Tente Ambar meminta maaf karena tak sengaja hubungan komunikasi mereka terputus, ternyata dia sudah tinggal di Australia ikut dengan suaminya. Setelah bercerita panjang lebar dan bertukar nomor telepon, Tante Ambar pamit. Dia berjanji akan mampir ke rumah mereka sebelum kembali ke Australia.

Akhirnya foto wisuda berjalan lancar, walaupun Salwa sesekali merengek karena bosan, tapi akhirnya mereka bisa menyelesaikan nya dengan cepat tanpa hambatan, tapi tentu saja dengan iming-iming es krim strawberry kesukaan Salwa.

Hari yang melelahkan akhirnya berakhir.

Kesepakatan yang Tertunda

Tok, tok, tok, jegrek,,, suara pintu dibuka sebelum yang didalam menyahut.

"Na,,," mama Meti memasukan kepalanya lewat celah pintu yang dibukanya.

Yang dipanggil malah asik nongkrongin drama Korea di laptopnya dengan menggunakan earphone sambil tengkurap dengan kaki ditekuk ke atas.

"Na!" Menepuk pundak, Ana spontan membalikan tubuhnya hingga terjerembab ke lantai samping kasurnya.

"Hah!,, Aaawwww,,,!" Pekiknya saat p*nt*tnya mendarat dengan keras diatas lantai.

"Ya ampun, Na! Sakit?!" Tanya mama Meti sambil membantu anaknya berdiri.

"Mama ngagetina aja, ih! Untung bukan kepala Ana yang duluan kena lantai.

"Makanya kalau nonton jangan pakai yang ginian, dipanggil jadi gak kedengerankan?! Ayah mau ngobrol katanya, samperin dulu sana!" Mama menyuruh Ana keluar kamar, Ana menurut aja, 'paling masalah lanjutan kuliah' pikirnya.

Ana menuruni tangga lalu dengan sigap merangkul ayahnya yang sedang duduk di sofa. Dia menyenderkan kepalanya di bahu ayahnya. Ana memang sangat manja pada ayahnya, dia biasa bergandengan tangan dengan ayahnya bahkan saat jalan keluar rumah.

"Ih, kamu mah udah gede masih we manja!" Ayah sambil noyor kepala Ana.

"Aduh! Ayah iiiihhhh,,," gerutu Ana masih bergelendot di tangan ayahnya. Mama Meti hanya tersenyum melihat kelakuan anaknya.
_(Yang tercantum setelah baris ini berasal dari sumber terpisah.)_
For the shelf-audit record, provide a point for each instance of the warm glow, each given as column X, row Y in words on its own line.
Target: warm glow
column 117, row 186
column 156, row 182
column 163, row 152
"Kamu kalo Ayah jodohin mau, ga?"

Tanya ayah, spontan Ana mendongakkan kepalanya melihat ayahnya, saat bertatapan ayahnya terlihat mengangkat-ngangkat alisnya meminta persetujuan tanpa berkata. Ana mengerutkan keningnya,

Kemudian pandangannya kembali kearah televisi. Ibunya yang sedari tadi melihat mereka berdua merasa khawatir akan reaksi Ana, jantungnya terasa berdebar sedikit kencang, tanpa sadar dia sampai mer*m*s pinggiran sofa.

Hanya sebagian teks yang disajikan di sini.